Here we show the badnet attack as an example to illustrate how to add a new attack. The steps are as follows:

class BadNet(ImageBase):
    def __init__(self, dataset, args=None, mode="train", pop=True) -> None:
        super().__init__(dataset, args, mode, pop)
        self.attack_type = "image"
        self.attack_name = "badnet"

        # define poison image transformer
        trans = transforms.Compose(
            [
                transforms.Resize(self.args.input_size[:2], antialias=True),
                transforms.ToTensor(),
            ]
        )
        trigger_path = Path(self.args.patch_mask_path)
        self.bd_transform = AddMaskPatchTrigger(
            trans(Image.open(BASE_DIR / trigger_path))
        )

    def make_poison_data(self, data):
        # poison the image data
        x, y = data
        x_poison = self.bd_transform(x)
        # set mislabel
        y_poison = self.args.attack_target
        is_poison = 1
        y_original = y
        return (x_poison, y_poison, is_poison, y_original)

Define the Attack Class

Inherit from the base class ImageBase, and it’s a LightningModule.

Add relevant parameters:

dataset: the clean dataset

mode: indicate you are training or testing

pop: whether to pop the original attack_targe class from the dataset

Inside the __init__ method, set up key attributes like attack_type and attack_name, which describe the attack.

Example code:
class BadNet(ImageBase):
    def __init__(self, dataset, args=None, mode="train", pop=True) -> None:
        super().__init__(dataset, args, mode, pop)
        self.attack_type = "image"  # Set the attack type
        self.attack_name = "badnet"  # Name your custom attack

Define the Poison Data Transform Function

The poison data transformation is a critical step in generating poisoned data. The transform function involves applying a trigger to the input image to create a poisoned data for BadNets.

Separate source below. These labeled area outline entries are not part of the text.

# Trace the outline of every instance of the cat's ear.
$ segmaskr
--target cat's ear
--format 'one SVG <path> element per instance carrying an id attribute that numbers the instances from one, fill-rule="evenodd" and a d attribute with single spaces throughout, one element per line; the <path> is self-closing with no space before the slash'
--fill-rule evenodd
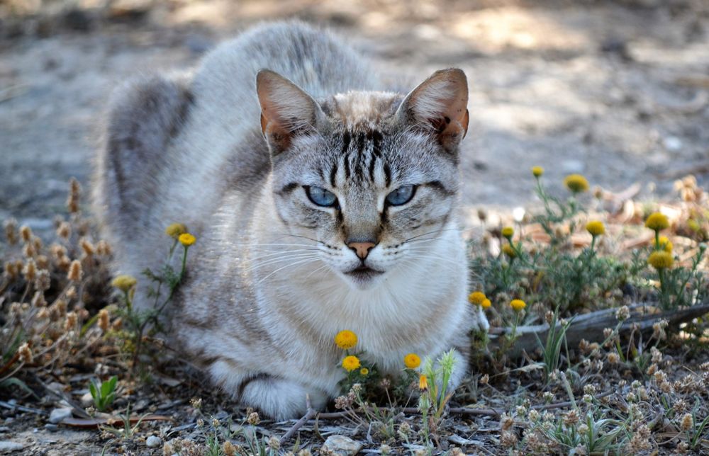
<path id="1" fill-rule="evenodd" d="M 256 76 L 256 93 L 261 104 L 261 130 L 274 154 L 288 149 L 294 137 L 315 131 L 320 106 L 296 84 L 262 69 Z"/>
<path id="2" fill-rule="evenodd" d="M 458 68 L 438 70 L 406 96 L 400 121 L 435 134 L 454 150 L 468 131 L 468 81 Z"/>

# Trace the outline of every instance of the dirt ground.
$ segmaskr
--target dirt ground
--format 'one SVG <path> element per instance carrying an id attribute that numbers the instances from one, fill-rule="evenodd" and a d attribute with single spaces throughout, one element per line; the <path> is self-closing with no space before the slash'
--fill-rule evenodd
<path id="1" fill-rule="evenodd" d="M 0 220 L 48 232 L 69 178 L 88 186 L 99 120 L 117 84 L 196 64 L 250 25 L 289 18 L 333 28 L 389 74 L 416 81 L 442 67 L 465 70 L 462 203 L 471 212 L 532 205 L 534 165 L 549 181 L 581 173 L 610 191 L 640 183 L 647 198 L 662 198 L 686 173 L 706 188 L 709 3 L 527 4 L 0 2 Z M 48 455 L 101 452 L 94 434 L 21 419 L 26 431 L 11 435 L 0 426 L 0 440 L 32 442 L 32 451 Z"/>
<path id="2" fill-rule="evenodd" d="M 466 207 L 530 203 L 533 165 L 550 181 L 582 173 L 614 191 L 638 182 L 649 198 L 686 173 L 707 182 L 703 0 L 40 4 L 0 4 L 0 219 L 35 231 L 50 227 L 69 176 L 88 183 L 113 86 L 194 65 L 220 40 L 286 18 L 335 29 L 413 81 L 466 71 Z"/>

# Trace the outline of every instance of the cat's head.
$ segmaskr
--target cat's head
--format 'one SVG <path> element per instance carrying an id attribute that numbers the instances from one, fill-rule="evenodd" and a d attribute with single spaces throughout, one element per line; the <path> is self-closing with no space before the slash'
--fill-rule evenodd
<path id="1" fill-rule="evenodd" d="M 313 244 L 358 289 L 395 268 L 436 261 L 430 247 L 457 203 L 468 127 L 462 70 L 436 72 L 406 96 L 349 92 L 316 101 L 269 70 L 257 89 L 287 236 Z"/>

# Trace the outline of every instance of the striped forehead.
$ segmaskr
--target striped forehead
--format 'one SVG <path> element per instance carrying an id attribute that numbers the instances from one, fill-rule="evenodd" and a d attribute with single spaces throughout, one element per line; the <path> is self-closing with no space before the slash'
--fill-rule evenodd
<path id="1" fill-rule="evenodd" d="M 345 130 L 337 133 L 339 153 L 330 169 L 333 188 L 374 185 L 388 187 L 391 170 L 381 152 L 384 134 L 378 130 Z"/>

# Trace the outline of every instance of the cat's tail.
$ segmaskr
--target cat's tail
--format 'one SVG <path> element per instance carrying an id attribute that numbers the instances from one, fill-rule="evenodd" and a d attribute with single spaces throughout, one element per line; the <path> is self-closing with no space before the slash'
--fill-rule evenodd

However for more sophisticated attack method, the transform function can be more complex. For example, Label-Consistent backdoor attacks using GAN to generate the poisoned data. In this case, the transform function can be GAN model to generate the poisoned data.

Here we using BadNet as example to illustrate how to define the poison data transform function:

Load the custom trigger (e.g., a patch or any other backdoor trigger) using Image.open() and apply it to the transformation.

The AddMaskPatchTrigger is a placeholder for the specific backdoor technique you are implementing. You may need to define or modify this function for your needs.

Example code:
# Define poison image transformer
trigger_path = Path(self.args.patch_mask_path)
self.bd_transform = AddMaskPatchTrigger(
    trans(Image.open(BASE_DIR / trigger_path))
)

Implement the Poison Data Method

Write the make_poison_data() method to modify the input data and generate poisoned versions. This function will be called by make_and_save_poisoned_data() in the base class.

Use the backdoor transformer (self.bd_transform) to apply the trigger to the input image x.

Assign the poisoned label to y_poison and track whether the data has been poisoned with a flag is_poison.

The method should return a tuple following the format: (poisoned_image, target_label, poisoning_flag, original_label).

Example code:
def make_poison_data(self, data):
    # Poison the image data
    x, y = data
    x_poison = self.bd_transform(x)  # Apply the backdoor trigger
    y_poison = self.args.attack_target  # Assign the target label
    is_poison = 1  # Mark the data as poisoned
    y_original = y  # Keep the original label
    return (x_poison, y_poison, is_poison, y_original)

Testing

Customize the trigger application or transformation based on the type of attack you are developing.

Test your new attack by passing different datasets and configurations to ensure the poison data is created correctly.